Things to Do in Fort Wayne and Beyond

Rock w/a Side of Quirk


Steve Penhollow

Whatzup Features Writer

Published July 20, 2017

Heads Up! This article is 5 years old.

Unlike many bands, Barenaked Ladies actually relishes the moments in concert when things don’t go exactly as planned, according to guitarist and lead singer Ed Robertson.

“We’re always ready to stray from the set list and embark on a strange musical journey,” Robertson wrote in an email interview. “To me, that’s what makes the shows unique, and challenging … [it’s] the moments of improv that I live for. It’s a tightrope walk that is so fun and challenging.”

No two tours are everthe same and no two concerts are ever the same, he said.

“Every BNL show is a new experience,” Robertson said. “We leave a lot of room for spontaneity and improv. We always try to play the songs that people want to hear and throw in a few off the beaten path, but there are always new moments in every show.”

Barenaked Ladies perform July 23 at the Foellinger Theatre.

There have been two distinct phases in the life span of Barenaked Ladies: The Steven Page Period and the Post-Steven Page Period.

In 2009, lead singer and band co-founder Page left Barenaked Ladies in the wake of a drug-related arrest.

Despite the most obvious controversy swirling about at the time, Robertson has said that Page’s leave-taking was not attributable to any single factor.

A lead singer’s exit can be pretty rough on a popular band because departing lead singers tend to take a lot of a band’s signature sound with them.

The remaining members of Barenaked Ladies were anxious about how Page’s absence would be processed by the fans, but Robertson said they took it in stride.

Both Page and Barenaked Ladies went on to produce critically acclaimed new music, so there were happy endings all around.

Over it’s three-decade existence, this Canadian band has moved more than 14 million units (aka “sold albums”), won eight Canadian Grammys (aka Junos) and provided the theme for the hit TV show The Big Bang Theory.

The latter accomplishment might have earned it as many detractors as admirers, but let’s not explore that.

The band’s biggest hits (“If I Had a Million Dollars” and “One Week”) are quirky and lightweight – lyrically dexterous but goofy.

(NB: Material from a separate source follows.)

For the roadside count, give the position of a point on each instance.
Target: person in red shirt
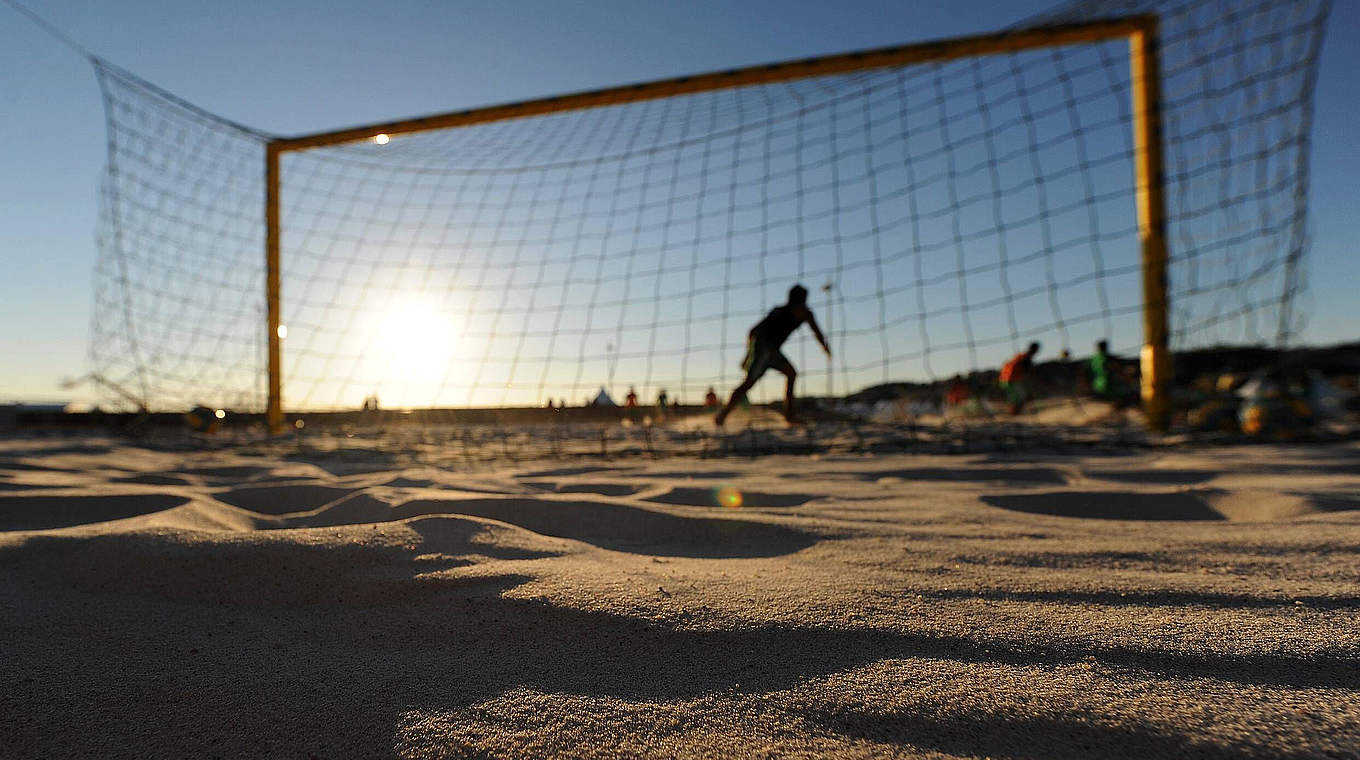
(1013, 375)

But Robertson said there are serious moments on stage as well: The song “Moonstone,” for example, which is about his mother.

Even when the band is playing silly songs, Robertson said, the musicianship is serious.

The band enjoys challenging itself. It added an acoustic set to dates on last year’s tour, and it recently participated in an album-length collaboration with The Persuasions, a Brooklyn-based a capella group that first formed in the 1960s.

The two groups met at a Lou Reed tribute show and hit it off. They subsequently moved with alacrity into a studio to see what would develop.

What developed were 15 tracks in a day and a half, Robertson said.

“I thought we were going to get three to four songs done,” he said. “It was one of the easiest recording projects we’ve ever done … [it] was such a pleasure to collaborate with those guys. They really dug in to the songs and had fun with the arrangements. It was a blast. I’m super proud of that record.”

Allmusic.com called the resulting record (Ladies and Gentlemen: Barenaked Ladies & the Persuasions) one of “the more unexpected but utterly likeable Barenaked Ladies releases.”

Barenaked Ladies hits covered on the album “are broadened and given added poignancy by the framework of the Persuasions’ deep harmonizations,” according to the review. The album works “because of the sheer joy and immense talent on display by both groups.”

Robertson said that his only goal for himself and his fellow band mates at this point is to find new challenges – the sort of challenges that are entertaining for fans, of course.

“Is that a crazy goal?” he said. “I would pay to get to play the shows we get paid to do. It’s an incredibly fortunate position to be in, and I don’t take it for granted.”

Robertson didn’t say so explicitly, but other of his personal goals must surely involve “playing the silver ball,” as Pete Townshend wrote.

He has become known far and wide as a pinball aficionado – a collector, restorer and player of vintage pinball machines.

On tour, Robertson said he usually goes off on pinball-related side trips to visit like-minded collectors and dealers.

He said the connection between pinball and music is more obvious than it might seem.

“Pinball is rock n’ roll under glass,” he said, “so the connection is pretty immediate. It’s lights and sound. Kinetic energy. Structure and chaos mixed. I can’t get enough of either!”

Robertson believes playing pinball actually improves his cognitive functions.

“The challenge of the physicality of the machine mixed with the complexity of the rule set is a great mental work out,” he said.